My immediate response was to confront him, issuing a cease and desist, but the Willies only multiplied, likewise the bahees and the general disrespect, so I quit.
I quit and promptly filed for unemployment, though the lady who took my application assured me that people who quit almost never qualify for benefits. And of course I was denied. And of course I appealed – because they’d opposed me, doncha know – and then there was a hearing.
And at that hearing, to which the head engineer had been invited, but which he failed to attend, I told my story. The six-month tenure. The two raises. The glowing evaluations, photocopies provided. Then, increasingly, the hostile working conditions. Public down-dressings by the head engineer. Work materials hidden by him as practical jokes. Otherwise erratic behavior. Wet Willies.
I remember the employment office supervisor leaning forward at this point to interrupt me. Wet what?
So I explained the finger, the insertion, the laughing and the subsequent injunctions, and quite unexpectedly, for reasons I couldn’t grasp in the moment and wouldn’t for many years, the tone of our conversation changed. What had seemed a lost cause became a slam dunk. The supervisor thanked me for coming in, shook my hand, expressed regret that people in positions of authority sometimes do things they shouldn’t, and made note of the head engineer’s now telling absence.
Two weeks later, a letter arrived. Appeal successful. Money for nothing. Ka-ching.
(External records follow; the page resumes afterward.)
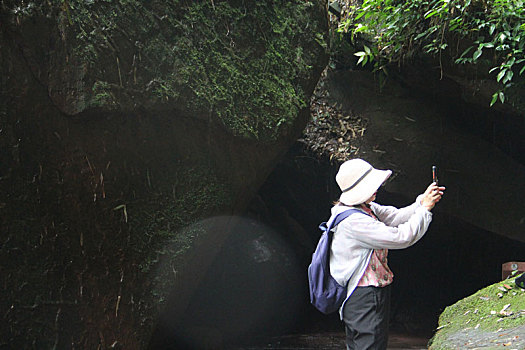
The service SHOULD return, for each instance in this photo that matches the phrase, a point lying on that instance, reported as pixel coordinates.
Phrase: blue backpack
(325, 293)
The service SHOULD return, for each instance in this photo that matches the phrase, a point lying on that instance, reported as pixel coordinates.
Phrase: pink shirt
(377, 272)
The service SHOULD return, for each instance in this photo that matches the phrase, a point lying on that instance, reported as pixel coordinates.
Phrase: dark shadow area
(257, 288)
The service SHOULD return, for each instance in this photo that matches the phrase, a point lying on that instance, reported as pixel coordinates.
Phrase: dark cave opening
(452, 261)
(257, 288)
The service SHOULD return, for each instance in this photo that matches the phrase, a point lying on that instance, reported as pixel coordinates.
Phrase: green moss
(499, 306)
(241, 62)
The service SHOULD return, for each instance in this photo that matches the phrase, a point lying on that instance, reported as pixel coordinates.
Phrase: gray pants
(366, 316)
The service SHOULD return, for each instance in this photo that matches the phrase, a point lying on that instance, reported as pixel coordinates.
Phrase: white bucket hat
(359, 181)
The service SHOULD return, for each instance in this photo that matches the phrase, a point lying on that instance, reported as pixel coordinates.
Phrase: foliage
(488, 32)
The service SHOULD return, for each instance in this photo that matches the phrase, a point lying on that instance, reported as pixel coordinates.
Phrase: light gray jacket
(358, 235)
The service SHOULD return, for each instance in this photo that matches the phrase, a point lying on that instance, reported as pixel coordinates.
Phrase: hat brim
(365, 188)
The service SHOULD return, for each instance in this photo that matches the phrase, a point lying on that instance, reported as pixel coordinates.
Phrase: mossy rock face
(244, 63)
(122, 123)
(493, 317)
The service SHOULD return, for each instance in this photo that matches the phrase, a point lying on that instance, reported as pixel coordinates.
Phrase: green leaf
(508, 76)
(501, 74)
(494, 99)
(430, 13)
(477, 53)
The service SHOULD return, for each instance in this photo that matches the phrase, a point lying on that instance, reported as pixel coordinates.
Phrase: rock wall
(416, 120)
(122, 123)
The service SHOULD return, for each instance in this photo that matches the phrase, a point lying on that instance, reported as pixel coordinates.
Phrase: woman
(360, 246)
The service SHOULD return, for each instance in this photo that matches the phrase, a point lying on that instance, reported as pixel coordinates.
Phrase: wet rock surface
(334, 341)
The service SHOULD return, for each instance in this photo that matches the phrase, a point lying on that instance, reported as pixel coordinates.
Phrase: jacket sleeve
(393, 216)
(373, 234)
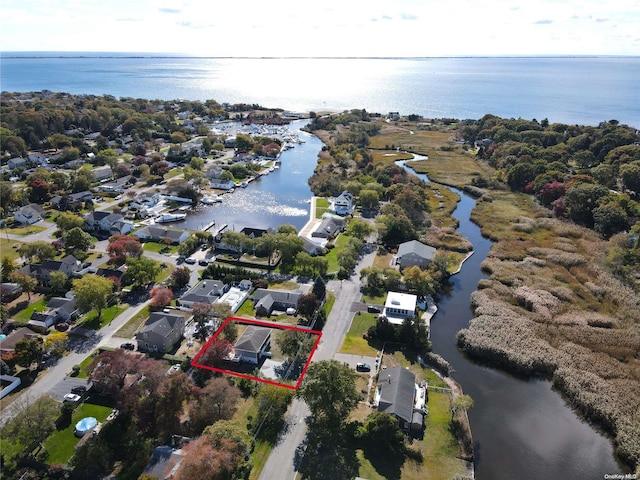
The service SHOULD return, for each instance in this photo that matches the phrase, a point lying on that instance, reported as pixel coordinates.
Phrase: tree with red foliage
(160, 296)
(122, 247)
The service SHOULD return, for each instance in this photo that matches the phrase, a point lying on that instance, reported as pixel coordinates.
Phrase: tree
(329, 389)
(121, 247)
(140, 271)
(33, 423)
(77, 240)
(28, 351)
(67, 221)
(92, 291)
(26, 282)
(295, 344)
(359, 228)
(216, 401)
(160, 296)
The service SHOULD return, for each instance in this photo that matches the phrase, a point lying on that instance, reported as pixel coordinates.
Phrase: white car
(72, 398)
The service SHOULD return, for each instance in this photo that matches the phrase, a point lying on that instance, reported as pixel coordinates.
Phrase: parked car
(79, 390)
(71, 398)
(363, 367)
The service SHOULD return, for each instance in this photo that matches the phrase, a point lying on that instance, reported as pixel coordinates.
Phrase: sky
(330, 28)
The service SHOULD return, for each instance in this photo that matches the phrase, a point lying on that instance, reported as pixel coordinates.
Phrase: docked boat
(170, 217)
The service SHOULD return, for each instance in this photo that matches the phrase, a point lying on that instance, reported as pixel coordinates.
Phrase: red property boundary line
(248, 321)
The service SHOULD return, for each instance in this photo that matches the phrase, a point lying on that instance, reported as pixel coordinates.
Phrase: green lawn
(25, 315)
(332, 257)
(60, 444)
(322, 204)
(353, 342)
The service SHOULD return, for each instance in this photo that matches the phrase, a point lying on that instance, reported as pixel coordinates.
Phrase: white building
(399, 306)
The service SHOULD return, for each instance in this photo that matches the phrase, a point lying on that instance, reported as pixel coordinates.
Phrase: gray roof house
(206, 291)
(29, 214)
(160, 332)
(395, 395)
(157, 233)
(59, 309)
(266, 301)
(252, 344)
(414, 253)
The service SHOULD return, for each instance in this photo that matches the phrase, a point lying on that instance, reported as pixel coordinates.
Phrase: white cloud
(330, 28)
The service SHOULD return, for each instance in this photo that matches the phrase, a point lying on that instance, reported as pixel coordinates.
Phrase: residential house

But was I a victim? It doesn’t feel like I was, so let’s say not, but reflecting on what happened in the light of recent headlines, from Ailes to Cosby to Keillor, I do better understand how easy it is for bright, eager people, or people of any description, to walk into compromising situations with eyes wide shut. Stupidly, perhaps, but not culpably. Which I guess I’m saying in preemptive answer to the perennial question, “Why didn’t they just …?”
They didn’t – they don’t – because sometimes, without the benefit of hindsight or the clarity of years, for an infinity of motives good and otherwise, people just … don’t. And to say they deserve what they get, easy peasy, for being naive or overconfident, even for being demonstrably stupid, is a slope too slippery for me to countenance.